Grandparents are pitching in. Students are working more and eating less. Parents are taking out more and bigger federal loans. As the economy has declined and college costs have risen, families are buckling down and becoming more resourceful in paying for college.
They have been so successful at funding tuition that college enrollment is up dramatically. A record 40% of 18- to 24-year-old Americans took at least one college course in 2010. That's 11.5 million young adults. Add in their older classmates returning to school because of the lousy job market, and the total number of college students likely exceeds 19 million.
How are more students finding money for tuition when many colleges' prices are at record highs and many scholarship programs, private lenders and family savings accounts have been wiped out? Here are 10 places they're finding the funding:
1. Relatives. College officials around the country say they are noticing more checks coming in from grandparents, uncles and other relatives to cover student bills. A recent survey (.pdf file) by the MetLife Mature Market Institute indicated that nearly two-thirds of grandparents had provided financial help to their descendants in the past five years. The median contribution: $3,000. A quarter of the generous grandparents said they had increased their gifts because of recent economic troubles.
Other relatives are pitching in more, too. Maribeth Ford, a single mom, says she was surprised and thrilled when her brother hinted he would be willing to lend her son enough to cover the $10,000 gap between his scholarships, her loans and Iona College's $41,000 price tag.
"I wasn't expecting the level of help that he is offering. My son and I are very fortunate," Ford says. "My attitude was: Apply for everything possible, ask for help where reasonable -- the worst people can say is 'no' -- and my son had to contribute. Not a glamorous story, but one that's working for us right now."
2. Bigger and better tax breaks. The federal government estimates that perhaps 2 million tuition-paying Americans will be able to get as much as $2,500 back on their taxes when they file in 2010 and 2011 by taking advantage of the new American Opportunity higher education tax credit. The new credit is targeted to low- and middle-income families. Even those who earn so little that they owe no taxes can receive refund checks of up to $1,000.
The credit begins phasing out for singles who earn at least $80,000 a year and for couples who earn at least $160,000 and is unavailable for singles who make more than $90,000 and couples who make more than $180,000.
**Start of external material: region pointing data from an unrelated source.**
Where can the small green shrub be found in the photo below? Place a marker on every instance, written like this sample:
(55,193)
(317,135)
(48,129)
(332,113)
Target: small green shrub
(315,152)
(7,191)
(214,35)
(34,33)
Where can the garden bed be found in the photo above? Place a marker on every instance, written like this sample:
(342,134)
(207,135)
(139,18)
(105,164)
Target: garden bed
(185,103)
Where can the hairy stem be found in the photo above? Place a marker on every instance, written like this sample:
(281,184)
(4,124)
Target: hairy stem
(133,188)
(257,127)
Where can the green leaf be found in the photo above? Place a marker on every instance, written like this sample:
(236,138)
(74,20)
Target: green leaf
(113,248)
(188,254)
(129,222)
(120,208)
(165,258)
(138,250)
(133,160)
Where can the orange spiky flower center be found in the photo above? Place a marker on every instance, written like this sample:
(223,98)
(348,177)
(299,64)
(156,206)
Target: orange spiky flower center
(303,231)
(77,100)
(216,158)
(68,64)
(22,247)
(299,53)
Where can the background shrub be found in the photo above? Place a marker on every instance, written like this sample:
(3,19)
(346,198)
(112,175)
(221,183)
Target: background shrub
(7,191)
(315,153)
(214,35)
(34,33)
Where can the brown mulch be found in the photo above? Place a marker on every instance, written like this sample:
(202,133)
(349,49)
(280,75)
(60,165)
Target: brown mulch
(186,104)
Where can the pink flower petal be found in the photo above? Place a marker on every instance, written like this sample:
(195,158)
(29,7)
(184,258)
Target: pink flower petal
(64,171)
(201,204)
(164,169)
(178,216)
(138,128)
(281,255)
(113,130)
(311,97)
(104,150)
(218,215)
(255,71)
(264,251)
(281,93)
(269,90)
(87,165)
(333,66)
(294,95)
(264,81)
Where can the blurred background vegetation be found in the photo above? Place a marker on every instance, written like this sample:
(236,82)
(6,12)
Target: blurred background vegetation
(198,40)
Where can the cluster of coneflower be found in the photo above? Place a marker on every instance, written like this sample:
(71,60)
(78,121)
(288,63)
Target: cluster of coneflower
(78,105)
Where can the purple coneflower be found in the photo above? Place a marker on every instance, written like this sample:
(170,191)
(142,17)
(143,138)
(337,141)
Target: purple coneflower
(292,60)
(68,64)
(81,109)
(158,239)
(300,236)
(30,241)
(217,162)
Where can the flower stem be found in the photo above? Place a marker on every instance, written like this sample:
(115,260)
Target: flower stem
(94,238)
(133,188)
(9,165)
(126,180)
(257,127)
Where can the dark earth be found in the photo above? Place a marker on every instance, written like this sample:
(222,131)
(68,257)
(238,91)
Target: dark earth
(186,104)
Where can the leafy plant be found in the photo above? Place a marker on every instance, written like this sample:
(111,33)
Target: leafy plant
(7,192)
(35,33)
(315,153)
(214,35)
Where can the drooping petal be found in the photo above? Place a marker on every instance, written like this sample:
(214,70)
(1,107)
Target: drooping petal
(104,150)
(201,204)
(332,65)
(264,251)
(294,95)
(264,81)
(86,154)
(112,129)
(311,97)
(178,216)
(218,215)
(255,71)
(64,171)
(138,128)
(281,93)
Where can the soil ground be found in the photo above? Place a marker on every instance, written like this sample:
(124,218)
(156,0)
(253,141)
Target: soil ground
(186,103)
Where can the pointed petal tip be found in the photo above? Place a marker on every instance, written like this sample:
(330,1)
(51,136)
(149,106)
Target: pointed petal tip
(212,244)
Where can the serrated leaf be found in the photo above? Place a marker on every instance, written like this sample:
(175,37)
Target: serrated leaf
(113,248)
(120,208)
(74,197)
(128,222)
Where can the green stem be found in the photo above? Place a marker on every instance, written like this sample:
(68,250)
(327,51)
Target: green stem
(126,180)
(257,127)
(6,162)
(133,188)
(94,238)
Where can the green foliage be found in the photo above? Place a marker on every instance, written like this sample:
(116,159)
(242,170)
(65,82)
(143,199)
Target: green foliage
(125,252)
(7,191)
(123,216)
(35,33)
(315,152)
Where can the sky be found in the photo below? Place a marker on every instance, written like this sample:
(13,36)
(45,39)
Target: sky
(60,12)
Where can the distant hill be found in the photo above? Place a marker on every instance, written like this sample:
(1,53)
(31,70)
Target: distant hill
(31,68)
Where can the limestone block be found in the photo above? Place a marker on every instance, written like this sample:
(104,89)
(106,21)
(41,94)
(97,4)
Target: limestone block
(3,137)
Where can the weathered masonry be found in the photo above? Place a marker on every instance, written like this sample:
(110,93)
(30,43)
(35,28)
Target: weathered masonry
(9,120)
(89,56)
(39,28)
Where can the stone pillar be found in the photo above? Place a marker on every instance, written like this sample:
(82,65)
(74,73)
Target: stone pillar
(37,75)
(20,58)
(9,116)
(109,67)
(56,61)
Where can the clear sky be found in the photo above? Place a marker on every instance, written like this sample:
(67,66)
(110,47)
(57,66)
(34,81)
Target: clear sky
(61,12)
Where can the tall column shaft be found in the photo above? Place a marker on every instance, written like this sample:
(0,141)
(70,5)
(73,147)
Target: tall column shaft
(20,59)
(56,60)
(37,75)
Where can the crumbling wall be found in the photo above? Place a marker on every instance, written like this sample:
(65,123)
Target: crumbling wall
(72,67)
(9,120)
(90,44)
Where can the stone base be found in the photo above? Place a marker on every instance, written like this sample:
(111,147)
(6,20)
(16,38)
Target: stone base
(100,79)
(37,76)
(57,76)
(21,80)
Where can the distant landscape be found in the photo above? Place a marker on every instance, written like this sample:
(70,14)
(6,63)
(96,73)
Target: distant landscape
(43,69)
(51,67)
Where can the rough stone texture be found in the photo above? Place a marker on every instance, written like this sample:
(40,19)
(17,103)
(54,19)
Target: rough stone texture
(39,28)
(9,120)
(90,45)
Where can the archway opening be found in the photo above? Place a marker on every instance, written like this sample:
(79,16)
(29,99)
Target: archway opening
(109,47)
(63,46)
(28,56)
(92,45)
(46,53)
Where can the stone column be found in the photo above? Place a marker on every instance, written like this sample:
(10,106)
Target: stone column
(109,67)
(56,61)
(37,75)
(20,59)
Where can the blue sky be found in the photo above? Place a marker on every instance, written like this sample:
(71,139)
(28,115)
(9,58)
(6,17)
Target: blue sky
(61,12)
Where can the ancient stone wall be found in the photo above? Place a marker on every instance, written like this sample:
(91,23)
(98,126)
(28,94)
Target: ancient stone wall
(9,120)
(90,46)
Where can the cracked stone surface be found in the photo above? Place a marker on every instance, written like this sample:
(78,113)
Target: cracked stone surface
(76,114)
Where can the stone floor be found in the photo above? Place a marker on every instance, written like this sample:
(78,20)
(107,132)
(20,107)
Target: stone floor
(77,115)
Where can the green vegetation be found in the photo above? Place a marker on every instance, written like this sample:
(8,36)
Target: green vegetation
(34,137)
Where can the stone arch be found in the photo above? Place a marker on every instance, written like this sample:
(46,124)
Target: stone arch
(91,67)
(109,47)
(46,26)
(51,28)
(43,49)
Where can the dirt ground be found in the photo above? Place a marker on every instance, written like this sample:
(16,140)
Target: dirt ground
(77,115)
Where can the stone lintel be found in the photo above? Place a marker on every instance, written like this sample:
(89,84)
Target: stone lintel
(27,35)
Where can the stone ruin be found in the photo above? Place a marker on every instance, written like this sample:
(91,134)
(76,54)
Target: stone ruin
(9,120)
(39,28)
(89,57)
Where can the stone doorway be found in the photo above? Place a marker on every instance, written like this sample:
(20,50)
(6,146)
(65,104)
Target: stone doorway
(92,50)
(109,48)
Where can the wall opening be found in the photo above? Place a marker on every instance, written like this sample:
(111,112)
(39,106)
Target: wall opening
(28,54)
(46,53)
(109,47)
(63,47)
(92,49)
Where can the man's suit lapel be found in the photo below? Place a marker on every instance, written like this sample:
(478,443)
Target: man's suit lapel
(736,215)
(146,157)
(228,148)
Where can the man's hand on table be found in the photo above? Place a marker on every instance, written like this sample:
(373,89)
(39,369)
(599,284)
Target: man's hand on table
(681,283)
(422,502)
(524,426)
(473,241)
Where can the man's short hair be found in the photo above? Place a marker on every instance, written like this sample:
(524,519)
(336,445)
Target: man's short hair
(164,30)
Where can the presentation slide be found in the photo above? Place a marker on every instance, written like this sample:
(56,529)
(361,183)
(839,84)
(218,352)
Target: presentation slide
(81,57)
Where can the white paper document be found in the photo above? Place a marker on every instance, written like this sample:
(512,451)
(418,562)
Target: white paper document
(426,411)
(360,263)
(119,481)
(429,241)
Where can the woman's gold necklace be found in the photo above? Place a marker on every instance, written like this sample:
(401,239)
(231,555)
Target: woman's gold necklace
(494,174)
3. Scholarships. It's getting easier to apply for financial aid, thanks to a streamlined electronic version of the Free Application for Federal Student Aid. And although many state and private scholarship programs have been cut, the federal government and colleges have been easing the rules to enable more students affected by the economic downturn to get grants. A student affected by a layoff, for example, can write a letter to his or her college's financial-aid office documenting the decline in income and appealing for more aid.
In addition, a slight decline in the number of 18-year-olds has made certain kinds of colleges -- such as those in rural areas and lower-ranked private colleges -- anxious about filling their seats and eager to offer aid to lure applicants who are willing to pay at least partial tuition.